You look at me from across the room
You're wearing your anguish again
Believe me I know the feeling
--Paula Cole

Volatility indexes are once again touching levels last seen in mid 2007.


Yes, they can go lower and remain there for some time. I recall many who were long vol back in 2005 agonizing over their positions as their options dripped theta by the day.

One similarity between then and now is high levels of liquidity being poured into markets by central banks. "The higher the liquidity, the lower the vols" is a good general proposition.

The thing to remember about implied volatilities is that, while they can 'trend' lower, they rarely do so higher. Vols typically 'spike' higher, leaving those who chose not to buy cheap volatility (for protection or for spec) in the dust.

Stated differently, in a highly levered system like ours, you never know when liquidity will dry up. If people become risk averse and decide to close projects funded by credit money, then price fall and vols rocket.

This makes vols tough to trade--both momentum and contrarian styles often take a beating.  They also tend to be ineffective forecasting mechanisms, since implied vols express general conditions of greed or complacency but little in the way of condition change.

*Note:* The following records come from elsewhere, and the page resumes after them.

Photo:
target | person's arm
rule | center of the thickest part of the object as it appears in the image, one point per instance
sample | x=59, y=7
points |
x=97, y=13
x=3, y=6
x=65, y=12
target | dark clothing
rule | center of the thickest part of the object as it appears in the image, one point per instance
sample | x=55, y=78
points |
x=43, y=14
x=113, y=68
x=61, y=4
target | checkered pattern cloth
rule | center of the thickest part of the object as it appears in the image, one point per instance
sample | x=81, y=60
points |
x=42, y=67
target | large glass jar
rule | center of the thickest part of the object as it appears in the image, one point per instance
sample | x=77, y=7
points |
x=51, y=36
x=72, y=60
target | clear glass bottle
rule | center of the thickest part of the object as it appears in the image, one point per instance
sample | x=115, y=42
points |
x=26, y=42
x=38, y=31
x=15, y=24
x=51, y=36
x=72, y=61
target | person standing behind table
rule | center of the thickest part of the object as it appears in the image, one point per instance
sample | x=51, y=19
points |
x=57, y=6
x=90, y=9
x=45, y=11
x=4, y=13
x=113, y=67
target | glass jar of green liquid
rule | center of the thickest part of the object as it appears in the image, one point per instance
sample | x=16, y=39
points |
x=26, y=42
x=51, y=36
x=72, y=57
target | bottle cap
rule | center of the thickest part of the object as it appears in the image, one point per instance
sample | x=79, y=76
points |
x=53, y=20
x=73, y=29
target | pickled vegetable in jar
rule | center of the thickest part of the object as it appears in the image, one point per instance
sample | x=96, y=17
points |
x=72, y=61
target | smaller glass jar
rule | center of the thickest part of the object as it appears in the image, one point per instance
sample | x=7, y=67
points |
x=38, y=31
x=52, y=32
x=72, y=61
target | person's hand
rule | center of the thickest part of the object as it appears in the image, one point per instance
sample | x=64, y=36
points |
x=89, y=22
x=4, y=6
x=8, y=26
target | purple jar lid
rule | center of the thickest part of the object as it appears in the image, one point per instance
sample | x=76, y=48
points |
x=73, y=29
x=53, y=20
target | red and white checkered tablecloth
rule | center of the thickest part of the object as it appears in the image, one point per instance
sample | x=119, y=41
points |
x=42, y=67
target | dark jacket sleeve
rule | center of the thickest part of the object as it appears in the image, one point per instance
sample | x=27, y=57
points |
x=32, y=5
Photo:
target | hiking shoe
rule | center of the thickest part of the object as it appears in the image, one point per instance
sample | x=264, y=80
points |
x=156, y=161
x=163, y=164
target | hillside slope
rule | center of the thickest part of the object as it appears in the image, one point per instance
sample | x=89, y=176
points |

As such, we can only confidently say the vols right now are getting historically low. Descriptive rather than predictive.

position in SPX

1 comment:

dgeorge12358 said...

Fall is not a bad time to own options in the sense that it's very unlikely that we see much of a VIX drop, especially given that we’re already pretty low to begin with.

But that’s not to say this is a good time to own options in general. I looked at mean and median volatility by cycle relative to the realized volatility that we only could calculate in hindsight. And by that metric, September turned into the second worst cycle of the year to own, after December.